Au mois de janvier, un tract fut diffusé à Trente sous le titre L’ennui est toujours contre-révolutionnaire, signé, entre autres, «Internationale situationniste». Le texte de ce tract est constitué d’un collage de phrases extraites arbitrairement du livre de Raoul Vaneigem, Traité de savoir-vivre à l’usage des jeunes générations. L’initiative en revient à deux étudiants en sociologie, Pasquale Alferj et Giuseppe Galante : consommateurs passifs de la critique situationniste, ils n’en connaissent que la réception unilatérale et l’utilisation spectaculaire. Le projet d’éblouir leurs camarades d’école par une audace politico-esthétique et de se gagner, devant leurs yeux respectueux de toute nouveauté, on ne sait quel prestige garanti par l’étiquette «I.S.» doit avoir semblé bien alléchant.

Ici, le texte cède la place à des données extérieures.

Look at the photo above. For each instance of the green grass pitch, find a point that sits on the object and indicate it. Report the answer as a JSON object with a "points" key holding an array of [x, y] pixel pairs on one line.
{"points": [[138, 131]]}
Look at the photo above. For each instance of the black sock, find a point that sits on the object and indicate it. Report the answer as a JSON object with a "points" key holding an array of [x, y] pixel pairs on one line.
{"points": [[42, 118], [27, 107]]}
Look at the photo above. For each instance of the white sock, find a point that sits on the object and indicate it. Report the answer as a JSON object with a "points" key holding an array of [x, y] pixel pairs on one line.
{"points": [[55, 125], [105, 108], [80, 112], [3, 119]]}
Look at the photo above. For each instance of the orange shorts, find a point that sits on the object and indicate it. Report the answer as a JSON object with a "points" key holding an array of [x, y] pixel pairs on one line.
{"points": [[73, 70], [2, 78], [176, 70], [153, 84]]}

Le résultat n’exprime que leur impuissance et leurs ambitions dérisoires.
Les spécialistes de l’avant-gardisme qui reproduisent, dans leur pratique «subversive», les conditions aliénées de la communication du monde dominant ; les récupérateurs qui, en faisant passer dans le beau monde un peu de «situationnisme» diffus, ne font que dégrader la pensée critique ; ceux qui choisissent le plaisir douteux de parler en notre nom recourent à la falsification, et montrent par là qu’ils ne peuvent même pas parler en leur nom propre : leur intérêt ambigu et contemplatif ne nous amuse ni ne nous honore.

Dans la première moitié du mois de mai, l’I.S. a rompu tous ses rapports avec Mario Perniola, qui, dans les années passées, avait quelque peu contribué à la diffusion des thèses situationnistes en Italie. Dès que les circonstances réclamèrent l’abandon de sa position de sympathisant, qui lui permettait de maintenir un rôle contemplatif, les réserves et les carences évidemment entretenues et dissimulées jusqu’alors sont devenues manifestes. On a d’abord pu constater sa lenteur de réaction devant les conditions créées par la constitution de la section italienne de l’I.S. — un attentisme persistant qui trouvait son origine dans l’incompréhension presque complète des positions situationnistes ; ensuite, ses déficiences théoriques et pratiques qui rendaient toujours plus illusoire et unilatérale l’affirmation d’un accord total ; et, enfin, conséquence naturelle de tout cela, l’idéologie du dialogue, reflet de la négation idéologique de l’isolement : la recherche de contacts sans discrimination avec n’importe quel groupe ou individu, pourvu qu’il soit «intéressé», et les exigences retardataires d’une réorientation théorique et organisationnelle de l’I.S., maladroitement accompagnées de protestations d’accord total. Perniola, après avoir accumulé une série de gaffes, ce qui, dans le langage de l’impuissance, signifie hostilité, est naturellement passé à l’hostilité ouverte, en effectuant de l’extérieur une série de manœuvres destinées à présenter comme un fait accompli les résultats de son prosélytisme égalitaire et à introduire la séparation dans l’I.S. Précisons que Perniola n’a pas été exclu de l’I.S., parce qu’il ne s’est jamais suffisamment trouvé en accord avec nous pour pouvoir en faire partie auparavant.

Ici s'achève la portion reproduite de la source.